[![Open In Colab](https://colab.research.google.com/assets/colab-badge.svg)](https://colab.research.google.com/github/gdsaxton/GDAN5400/blob/main/Week%208%20Notebooks/GDAN%205400%20-%20Week%208%20Notebooks%20%28IV%29%20-%20Task%204%20-%20Fill%20Missing%20Values.ipynb)

This notebook provides a mini-tutorial on different ways of identifying missing data in the Titanic training dataset.

In [None]:
%%time
import datetime
print ("Current date and time : ", datetime.datetime.now().strftime("%Y-%m-%d %H:%M:%S"), '\n')

# Load Packages and Set Working Directory
Import several necessary Python packages. We will be using the <a href="http://pandas.pydata.org/">Python Data Analysis Library,</a> or <i>PANDAS</i>, extensively for our data manipulations in this and future tutorials.

In [None]:
import numpy as np
import pandas as pd
from pandas import DataFrame
from pandas import Series

<br>
PANDAS allows you to set various options for, among other things, inspecting the data.
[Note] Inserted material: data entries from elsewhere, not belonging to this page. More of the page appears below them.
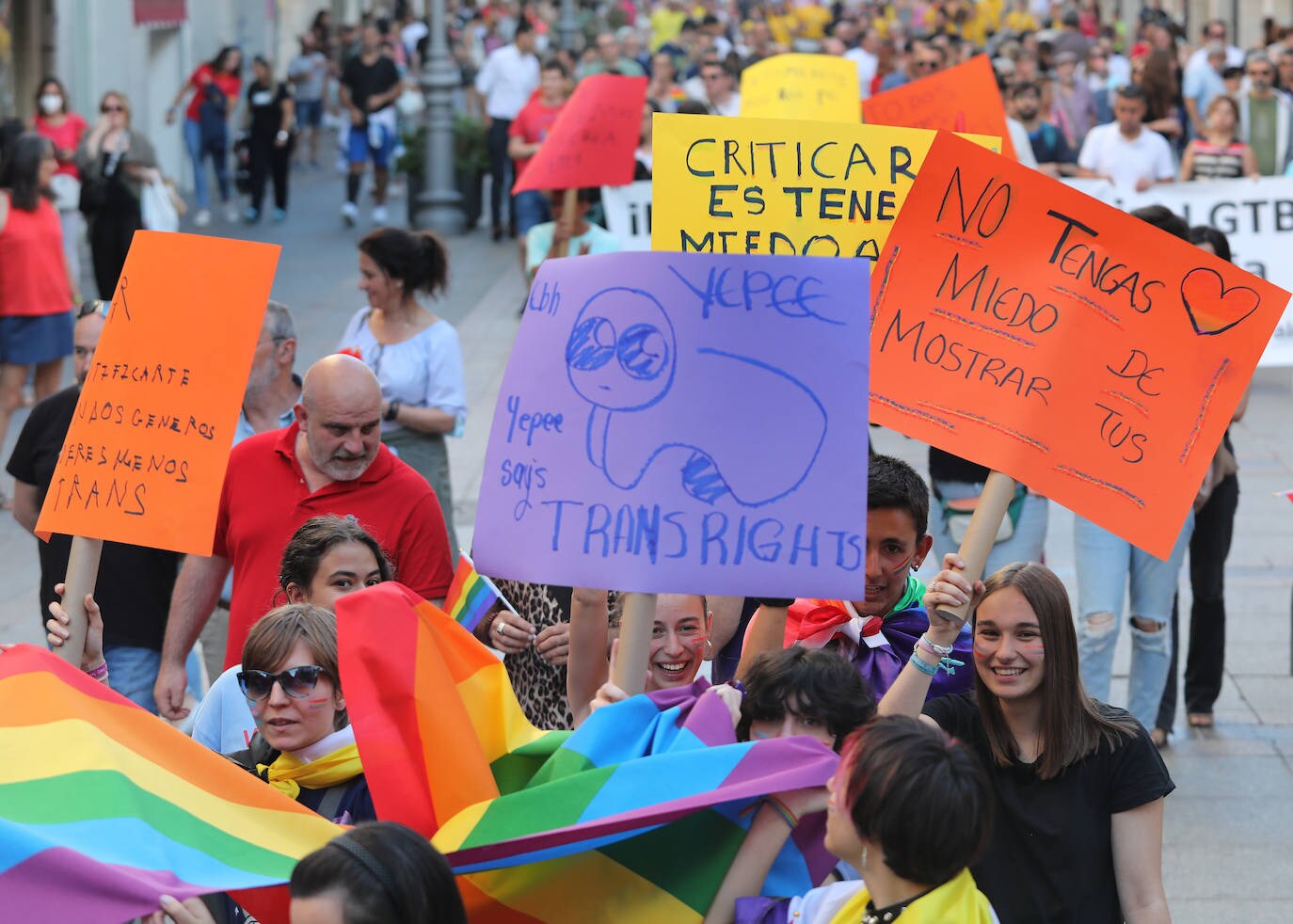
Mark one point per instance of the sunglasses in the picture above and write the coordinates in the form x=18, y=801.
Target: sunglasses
x=297, y=682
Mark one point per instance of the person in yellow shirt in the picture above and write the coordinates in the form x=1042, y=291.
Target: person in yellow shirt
x=666, y=23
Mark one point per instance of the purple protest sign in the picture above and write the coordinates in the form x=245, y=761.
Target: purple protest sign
x=684, y=422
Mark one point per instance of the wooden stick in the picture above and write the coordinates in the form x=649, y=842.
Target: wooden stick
x=569, y=201
x=635, y=643
x=982, y=533
x=82, y=575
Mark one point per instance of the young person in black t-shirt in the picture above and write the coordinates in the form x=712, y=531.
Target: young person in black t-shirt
x=1079, y=786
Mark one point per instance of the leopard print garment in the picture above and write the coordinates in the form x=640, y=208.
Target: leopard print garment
x=539, y=686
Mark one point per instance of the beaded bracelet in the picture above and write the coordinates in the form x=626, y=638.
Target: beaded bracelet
x=787, y=814
x=940, y=650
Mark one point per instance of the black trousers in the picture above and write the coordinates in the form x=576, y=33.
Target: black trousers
x=266, y=160
x=110, y=234
x=1205, y=658
x=501, y=172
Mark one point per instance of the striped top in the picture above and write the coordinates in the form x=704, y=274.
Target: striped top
x=1217, y=162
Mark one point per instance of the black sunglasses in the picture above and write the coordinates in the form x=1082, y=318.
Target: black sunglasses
x=297, y=682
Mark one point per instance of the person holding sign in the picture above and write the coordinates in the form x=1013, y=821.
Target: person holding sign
x=330, y=460
x=1079, y=786
x=878, y=632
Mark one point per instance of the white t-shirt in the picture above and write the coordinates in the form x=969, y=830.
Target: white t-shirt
x=1124, y=160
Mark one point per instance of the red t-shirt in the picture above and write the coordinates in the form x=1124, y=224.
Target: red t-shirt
x=265, y=501
x=532, y=124
x=33, y=273
x=64, y=137
x=228, y=83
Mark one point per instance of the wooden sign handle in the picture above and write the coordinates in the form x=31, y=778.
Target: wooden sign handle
x=82, y=575
x=635, y=643
x=569, y=201
x=982, y=534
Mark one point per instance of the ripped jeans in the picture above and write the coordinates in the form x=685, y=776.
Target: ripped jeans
x=1106, y=566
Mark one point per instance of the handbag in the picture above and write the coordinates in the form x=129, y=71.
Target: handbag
x=155, y=207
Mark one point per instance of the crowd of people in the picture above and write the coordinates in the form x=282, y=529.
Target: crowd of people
x=1023, y=796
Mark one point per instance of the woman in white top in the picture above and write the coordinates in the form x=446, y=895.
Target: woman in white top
x=414, y=353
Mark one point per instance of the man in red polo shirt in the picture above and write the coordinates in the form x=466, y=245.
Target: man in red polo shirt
x=331, y=460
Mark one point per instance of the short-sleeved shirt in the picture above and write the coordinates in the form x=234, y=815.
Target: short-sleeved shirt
x=423, y=371
x=1125, y=160
x=265, y=499
x=135, y=583
x=229, y=84
x=1051, y=852
x=532, y=125
x=367, y=80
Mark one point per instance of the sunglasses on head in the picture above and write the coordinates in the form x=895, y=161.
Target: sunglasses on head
x=297, y=682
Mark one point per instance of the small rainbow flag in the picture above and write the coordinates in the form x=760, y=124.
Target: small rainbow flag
x=632, y=819
x=104, y=808
x=471, y=595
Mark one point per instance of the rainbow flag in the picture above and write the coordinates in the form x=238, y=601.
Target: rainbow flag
x=104, y=806
x=632, y=819
x=471, y=595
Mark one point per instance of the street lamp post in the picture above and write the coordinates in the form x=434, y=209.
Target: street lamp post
x=439, y=206
x=567, y=24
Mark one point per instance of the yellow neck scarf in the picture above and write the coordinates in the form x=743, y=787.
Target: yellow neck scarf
x=287, y=774
x=957, y=900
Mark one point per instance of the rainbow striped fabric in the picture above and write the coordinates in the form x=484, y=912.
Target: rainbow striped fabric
x=104, y=806
x=633, y=819
x=471, y=595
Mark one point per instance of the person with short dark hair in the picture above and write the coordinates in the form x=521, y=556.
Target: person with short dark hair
x=909, y=808
x=1125, y=151
x=412, y=352
x=376, y=871
x=878, y=630
x=1078, y=785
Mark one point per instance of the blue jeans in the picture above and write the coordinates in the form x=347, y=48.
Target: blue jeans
x=193, y=141
x=1026, y=544
x=132, y=672
x=1106, y=567
x=532, y=208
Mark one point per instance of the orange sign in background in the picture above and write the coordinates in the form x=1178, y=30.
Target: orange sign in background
x=1033, y=329
x=594, y=138
x=145, y=456
x=962, y=99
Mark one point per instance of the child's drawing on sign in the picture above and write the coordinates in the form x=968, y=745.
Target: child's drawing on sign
x=622, y=358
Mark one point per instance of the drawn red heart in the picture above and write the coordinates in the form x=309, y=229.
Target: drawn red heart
x=1212, y=307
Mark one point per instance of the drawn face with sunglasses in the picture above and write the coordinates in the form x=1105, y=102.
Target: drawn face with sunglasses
x=296, y=703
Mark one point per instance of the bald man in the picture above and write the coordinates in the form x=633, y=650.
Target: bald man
x=330, y=460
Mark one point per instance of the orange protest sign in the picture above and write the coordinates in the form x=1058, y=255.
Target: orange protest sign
x=145, y=456
x=1043, y=334
x=962, y=99
x=594, y=138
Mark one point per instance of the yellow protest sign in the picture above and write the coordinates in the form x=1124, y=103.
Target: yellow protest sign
x=778, y=186
x=811, y=87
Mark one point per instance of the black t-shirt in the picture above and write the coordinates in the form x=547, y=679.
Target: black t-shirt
x=135, y=583
x=266, y=109
x=367, y=80
x=1050, y=857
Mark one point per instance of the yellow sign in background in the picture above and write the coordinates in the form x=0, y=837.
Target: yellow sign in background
x=778, y=186
x=809, y=87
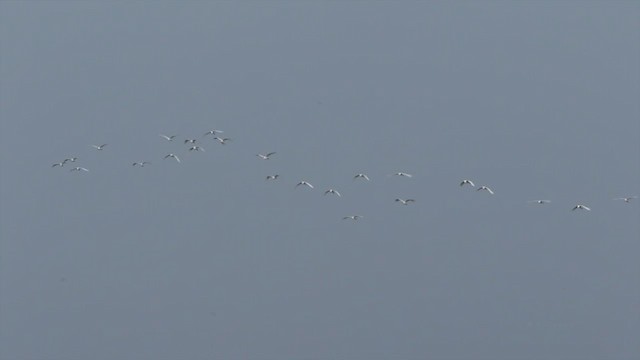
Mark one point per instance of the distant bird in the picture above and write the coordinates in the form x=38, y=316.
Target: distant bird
x=168, y=138
x=486, y=188
x=540, y=201
x=626, y=199
x=465, y=182
x=265, y=157
x=304, y=183
x=581, y=207
x=405, y=202
x=353, y=217
x=213, y=132
x=331, y=191
x=173, y=156
x=222, y=141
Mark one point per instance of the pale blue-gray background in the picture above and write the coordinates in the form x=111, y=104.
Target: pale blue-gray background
x=207, y=260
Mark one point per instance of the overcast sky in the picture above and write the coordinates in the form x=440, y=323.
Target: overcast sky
x=204, y=259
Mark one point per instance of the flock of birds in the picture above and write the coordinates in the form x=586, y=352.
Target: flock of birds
x=191, y=143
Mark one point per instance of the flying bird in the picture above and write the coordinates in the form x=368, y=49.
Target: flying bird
x=540, y=201
x=582, y=207
x=465, y=182
x=331, y=191
x=168, y=138
x=173, y=156
x=304, y=183
x=265, y=157
x=405, y=202
x=222, y=141
x=353, y=217
x=486, y=188
x=99, y=147
x=626, y=199
x=213, y=132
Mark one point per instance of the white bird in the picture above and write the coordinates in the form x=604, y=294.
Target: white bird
x=405, y=202
x=581, y=207
x=265, y=157
x=331, y=191
x=465, y=181
x=222, y=141
x=540, y=201
x=626, y=199
x=304, y=183
x=485, y=188
x=173, y=156
x=213, y=132
x=168, y=138
x=353, y=217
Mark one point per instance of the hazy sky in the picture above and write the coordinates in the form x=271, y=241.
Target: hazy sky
x=204, y=259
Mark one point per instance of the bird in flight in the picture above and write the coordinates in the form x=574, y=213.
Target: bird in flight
x=353, y=217
x=540, y=201
x=405, y=202
x=486, y=188
x=173, y=156
x=304, y=183
x=222, y=141
x=331, y=191
x=465, y=182
x=168, y=138
x=213, y=132
x=626, y=199
x=265, y=157
x=582, y=207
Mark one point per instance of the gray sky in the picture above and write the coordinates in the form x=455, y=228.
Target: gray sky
x=206, y=260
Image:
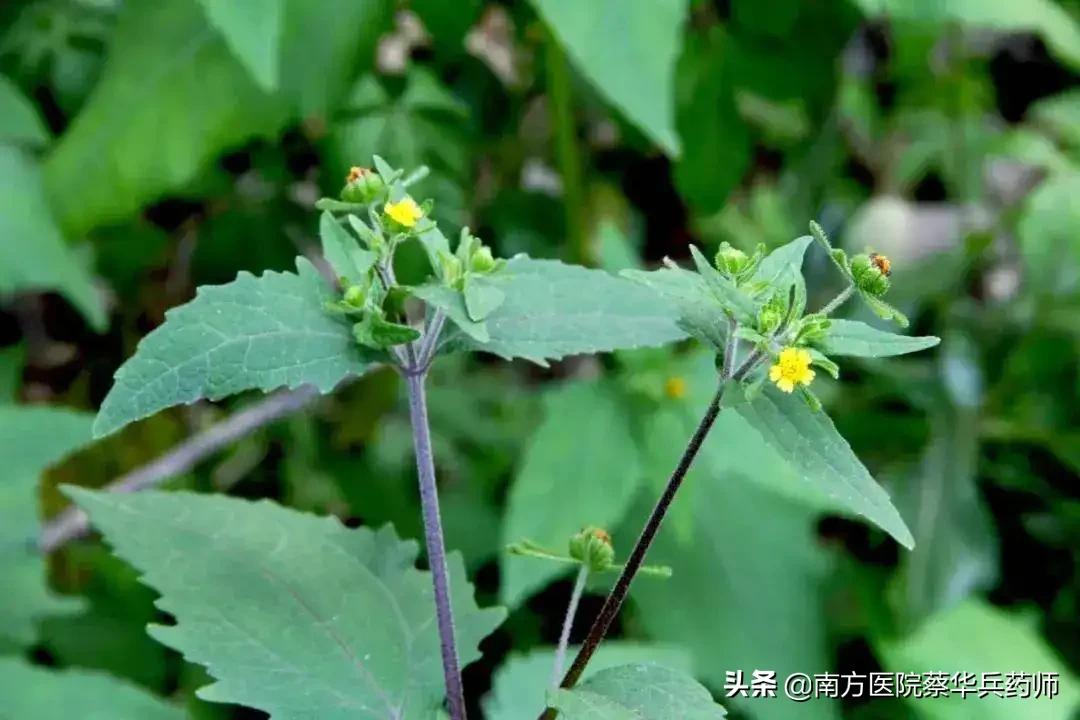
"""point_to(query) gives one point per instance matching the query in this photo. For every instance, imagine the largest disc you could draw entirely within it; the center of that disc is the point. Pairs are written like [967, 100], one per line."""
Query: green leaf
[27, 691]
[724, 289]
[883, 310]
[553, 310]
[1049, 232]
[628, 49]
[783, 262]
[482, 297]
[134, 140]
[716, 137]
[810, 443]
[253, 32]
[700, 312]
[19, 123]
[637, 692]
[32, 253]
[343, 253]
[584, 434]
[453, 303]
[956, 552]
[1041, 16]
[976, 638]
[31, 439]
[361, 640]
[12, 361]
[256, 333]
[421, 125]
[522, 681]
[846, 337]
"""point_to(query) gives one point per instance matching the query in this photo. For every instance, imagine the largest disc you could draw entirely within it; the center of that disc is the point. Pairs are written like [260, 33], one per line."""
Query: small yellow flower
[675, 388]
[405, 212]
[792, 367]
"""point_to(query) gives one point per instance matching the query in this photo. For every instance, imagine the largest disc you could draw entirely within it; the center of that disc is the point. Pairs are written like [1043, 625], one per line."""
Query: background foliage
[151, 146]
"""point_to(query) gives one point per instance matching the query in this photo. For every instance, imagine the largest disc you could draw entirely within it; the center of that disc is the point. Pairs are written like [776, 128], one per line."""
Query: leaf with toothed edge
[291, 613]
[856, 339]
[636, 692]
[256, 333]
[553, 310]
[809, 442]
[28, 691]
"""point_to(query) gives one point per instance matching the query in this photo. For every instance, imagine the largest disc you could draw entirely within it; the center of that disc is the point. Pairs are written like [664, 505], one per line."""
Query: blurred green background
[151, 146]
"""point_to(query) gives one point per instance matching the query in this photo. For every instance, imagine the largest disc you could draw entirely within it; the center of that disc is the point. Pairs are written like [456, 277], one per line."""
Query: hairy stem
[564, 637]
[567, 150]
[433, 538]
[838, 300]
[618, 595]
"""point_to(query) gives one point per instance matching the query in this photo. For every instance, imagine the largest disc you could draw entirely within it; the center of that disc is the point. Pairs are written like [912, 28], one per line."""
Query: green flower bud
[482, 260]
[362, 186]
[355, 296]
[771, 314]
[731, 260]
[871, 273]
[592, 547]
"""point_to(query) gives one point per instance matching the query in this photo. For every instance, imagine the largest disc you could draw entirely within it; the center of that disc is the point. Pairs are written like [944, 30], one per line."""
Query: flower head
[792, 368]
[405, 212]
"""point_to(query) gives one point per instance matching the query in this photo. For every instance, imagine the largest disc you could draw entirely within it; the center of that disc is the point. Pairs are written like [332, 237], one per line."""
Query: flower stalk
[415, 377]
[564, 636]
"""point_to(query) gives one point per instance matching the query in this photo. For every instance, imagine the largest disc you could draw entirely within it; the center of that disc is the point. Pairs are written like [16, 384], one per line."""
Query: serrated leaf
[34, 255]
[342, 252]
[453, 303]
[482, 297]
[628, 49]
[637, 692]
[553, 310]
[253, 32]
[256, 333]
[700, 313]
[811, 444]
[19, 123]
[31, 438]
[27, 691]
[783, 262]
[976, 638]
[548, 500]
[293, 614]
[522, 681]
[846, 337]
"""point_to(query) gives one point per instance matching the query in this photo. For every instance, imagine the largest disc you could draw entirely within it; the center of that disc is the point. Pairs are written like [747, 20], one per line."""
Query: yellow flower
[405, 212]
[792, 367]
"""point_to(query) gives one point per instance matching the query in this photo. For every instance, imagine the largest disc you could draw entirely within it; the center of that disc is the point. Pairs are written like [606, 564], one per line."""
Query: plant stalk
[838, 300]
[433, 538]
[618, 595]
[571, 611]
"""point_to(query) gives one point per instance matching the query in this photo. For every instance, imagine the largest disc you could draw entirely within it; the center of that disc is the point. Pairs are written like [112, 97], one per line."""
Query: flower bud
[362, 186]
[871, 273]
[354, 296]
[730, 260]
[482, 260]
[592, 547]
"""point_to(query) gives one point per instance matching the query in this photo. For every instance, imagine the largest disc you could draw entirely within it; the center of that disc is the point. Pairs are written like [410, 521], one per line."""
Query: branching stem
[571, 611]
[433, 538]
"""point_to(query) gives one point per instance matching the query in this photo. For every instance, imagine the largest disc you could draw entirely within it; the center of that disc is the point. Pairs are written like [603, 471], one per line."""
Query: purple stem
[433, 538]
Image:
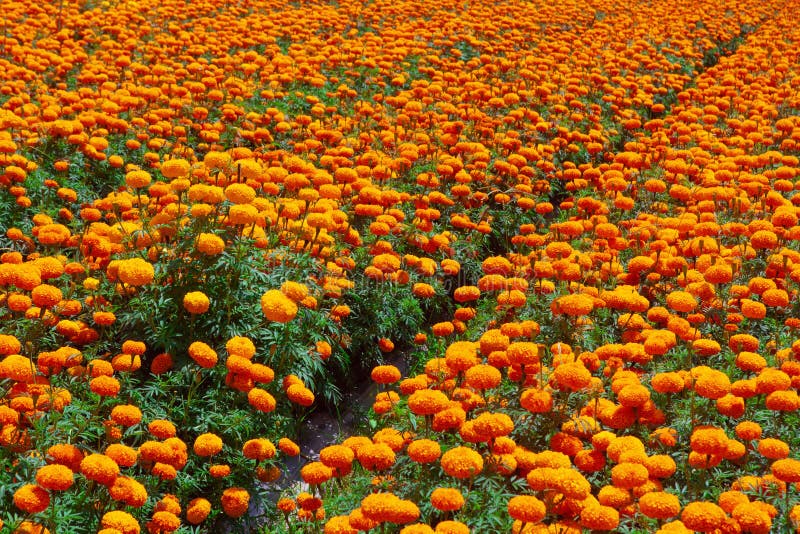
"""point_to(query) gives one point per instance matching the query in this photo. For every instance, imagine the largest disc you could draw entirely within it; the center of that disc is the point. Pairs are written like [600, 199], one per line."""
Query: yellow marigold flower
[377, 456]
[175, 168]
[337, 457]
[424, 451]
[599, 517]
[126, 415]
[277, 307]
[462, 462]
[573, 305]
[129, 491]
[299, 394]
[137, 179]
[165, 521]
[202, 354]
[207, 444]
[17, 368]
[162, 429]
[135, 272]
[703, 516]
[196, 302]
[526, 508]
[316, 473]
[235, 501]
[31, 499]
[100, 468]
[105, 386]
[198, 510]
[210, 244]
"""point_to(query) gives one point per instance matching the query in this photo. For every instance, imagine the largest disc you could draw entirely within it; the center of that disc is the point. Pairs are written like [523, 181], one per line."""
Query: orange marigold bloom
[378, 456]
[55, 477]
[427, 402]
[126, 415]
[786, 470]
[575, 305]
[526, 508]
[207, 444]
[288, 447]
[105, 386]
[752, 518]
[277, 307]
[135, 272]
[196, 302]
[703, 516]
[462, 462]
[316, 473]
[198, 510]
[203, 355]
[235, 501]
[659, 505]
[210, 244]
[100, 468]
[31, 499]
[121, 522]
[482, 377]
[772, 448]
[629, 475]
[424, 451]
[599, 517]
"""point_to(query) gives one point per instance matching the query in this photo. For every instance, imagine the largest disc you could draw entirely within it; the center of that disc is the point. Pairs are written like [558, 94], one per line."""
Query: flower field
[576, 223]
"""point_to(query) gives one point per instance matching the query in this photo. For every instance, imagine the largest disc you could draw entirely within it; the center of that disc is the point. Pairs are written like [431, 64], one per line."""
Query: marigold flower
[599, 517]
[55, 477]
[629, 475]
[210, 244]
[703, 516]
[100, 468]
[339, 524]
[277, 307]
[424, 451]
[258, 449]
[574, 305]
[196, 302]
[526, 508]
[207, 444]
[235, 501]
[482, 377]
[198, 510]
[536, 400]
[105, 386]
[378, 456]
[129, 491]
[31, 499]
[772, 448]
[161, 428]
[299, 394]
[261, 400]
[135, 272]
[427, 402]
[462, 462]
[126, 415]
[121, 521]
[203, 355]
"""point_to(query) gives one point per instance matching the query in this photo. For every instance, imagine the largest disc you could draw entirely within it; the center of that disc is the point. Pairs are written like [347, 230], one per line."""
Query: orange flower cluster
[594, 206]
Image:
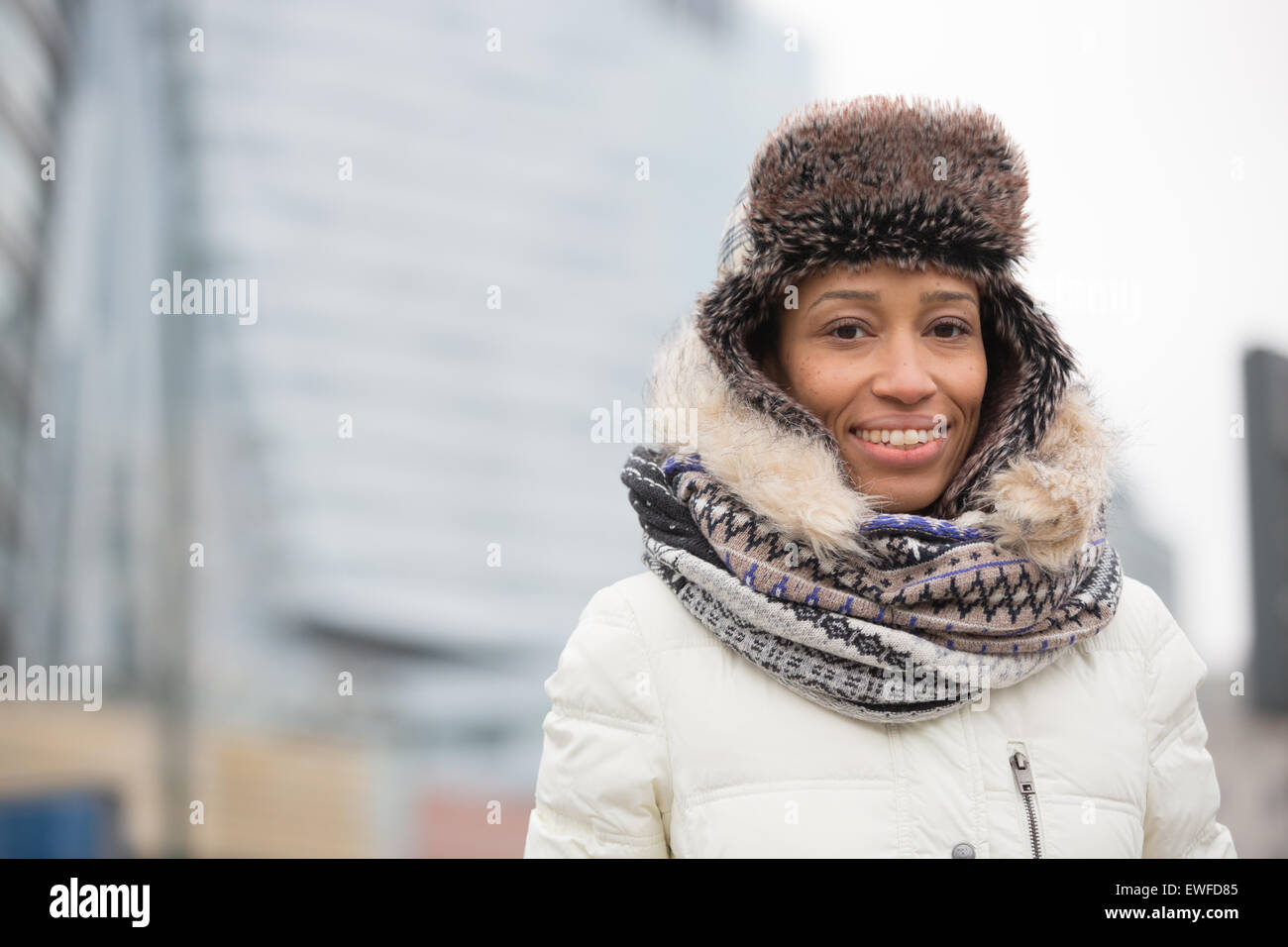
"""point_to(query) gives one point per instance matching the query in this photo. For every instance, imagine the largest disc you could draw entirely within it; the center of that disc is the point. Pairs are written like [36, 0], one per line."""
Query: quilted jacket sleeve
[604, 784]
[1183, 795]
I like to be able to see all of the columns. Therefore, I typically include this line at the top of all my notebooks.

In [None]:
#http://pandas.pydata.org/pandas-docs/stable/options.html
pd.set_option('display.max_columns', None)
pd.set_option('max_colwidth', 250)
pd.set_option('display.max_info_columns', 500)

### Read in the Titanic Training Data

In [None]:
import numpy as np
import pandas as pd

train_url = 'https://raw.githubusercontent.com/gdsaxton/GDAN5400/refs/heads/main/Titanic/train.csv'
train = pd.read_csv(train_url)
print('# of rows in training dataset:', len(train), '\n')
train[:2]

# Fill in Missing Values for `Age`

Before we run our machine learning models we have to get the data ready to analyze, including identifying and fixing variables with missing values. Task 3 in the fourth coding assignment has the following requirements:

 Fill in Missing Values for `Age`
- The `Age` column contains missing values that must be filled before modeling.  
- Use the **median** age to replace missing values, as it is less affected by outliers.  
- After filling in the missing values, verify that `Age` no longer has any missing entries.  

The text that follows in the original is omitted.